YOLOE: Real-Time Seeing Anything¶
Conference: ICCV 2025 arXiv: 2503.07465 Code: https://github.com/THU-MIG/yoloe Area: Object Detection / Instance Segmentation / Open-Vocabulary Keywords: open-vocabulary detection, YOLO, text/visual/prompt-free, re-parameterization, real-time
TL;DR¶
This paper proposes YOLOE, which unifies text prompt, visual prompt, and prompt-free open-scenario detection and segmentation within the YOLO architecture. Through three key designs — RepRTA (Re-parameterizable Region-Text Alignment), SAVPE (Semantic-Activated Visual Prompt Encoder), and LRPC (Lazy Region-Prompt Contrast) — YOLOE achieves high efficiency and strong performance, surpassing YOLO-World v2 on LVIS with 3× lower training cost.
Background & Motivation¶
Although the YOLO series is efficient and accurate, it is confined to predefined categories and cannot generalize to open scenarios.

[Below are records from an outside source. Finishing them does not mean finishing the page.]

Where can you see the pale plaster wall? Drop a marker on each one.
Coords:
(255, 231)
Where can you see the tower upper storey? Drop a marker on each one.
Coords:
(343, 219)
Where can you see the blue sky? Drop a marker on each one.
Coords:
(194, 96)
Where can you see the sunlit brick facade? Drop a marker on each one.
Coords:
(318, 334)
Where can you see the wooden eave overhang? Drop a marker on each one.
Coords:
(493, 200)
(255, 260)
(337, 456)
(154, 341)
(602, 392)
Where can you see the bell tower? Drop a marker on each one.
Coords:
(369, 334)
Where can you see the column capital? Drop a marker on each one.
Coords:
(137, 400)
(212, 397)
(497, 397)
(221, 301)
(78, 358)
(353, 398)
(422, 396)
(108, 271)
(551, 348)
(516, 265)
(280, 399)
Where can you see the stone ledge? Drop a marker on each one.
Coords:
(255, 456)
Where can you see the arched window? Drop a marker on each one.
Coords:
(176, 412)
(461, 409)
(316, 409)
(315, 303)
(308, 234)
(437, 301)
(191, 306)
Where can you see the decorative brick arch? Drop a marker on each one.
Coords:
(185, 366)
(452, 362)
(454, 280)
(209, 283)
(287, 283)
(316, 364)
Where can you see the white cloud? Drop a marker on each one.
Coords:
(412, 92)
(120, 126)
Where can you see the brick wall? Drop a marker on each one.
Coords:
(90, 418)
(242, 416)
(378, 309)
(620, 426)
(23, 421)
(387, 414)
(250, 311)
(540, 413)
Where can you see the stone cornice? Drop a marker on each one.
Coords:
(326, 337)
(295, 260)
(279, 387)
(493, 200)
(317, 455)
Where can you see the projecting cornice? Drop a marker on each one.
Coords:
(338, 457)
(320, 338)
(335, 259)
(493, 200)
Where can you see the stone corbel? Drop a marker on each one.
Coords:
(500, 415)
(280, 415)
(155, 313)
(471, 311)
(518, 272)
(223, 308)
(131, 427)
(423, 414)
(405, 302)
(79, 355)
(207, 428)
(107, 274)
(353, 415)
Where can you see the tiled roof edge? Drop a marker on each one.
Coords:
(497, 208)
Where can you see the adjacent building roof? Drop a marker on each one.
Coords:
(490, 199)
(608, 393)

Existing open-set methods (e.g., GLIP, Grounding DINO, DINO-X) support multiple prompt types but suffer from serious efficiency issues: text-prompt methods require costly cross-modal fusion, visual-prompt methods rely on additional visual encoders or transformers, and prompt-free methods depend on large language models to generate category names. No single model currently supports all three prompt modes efficiently.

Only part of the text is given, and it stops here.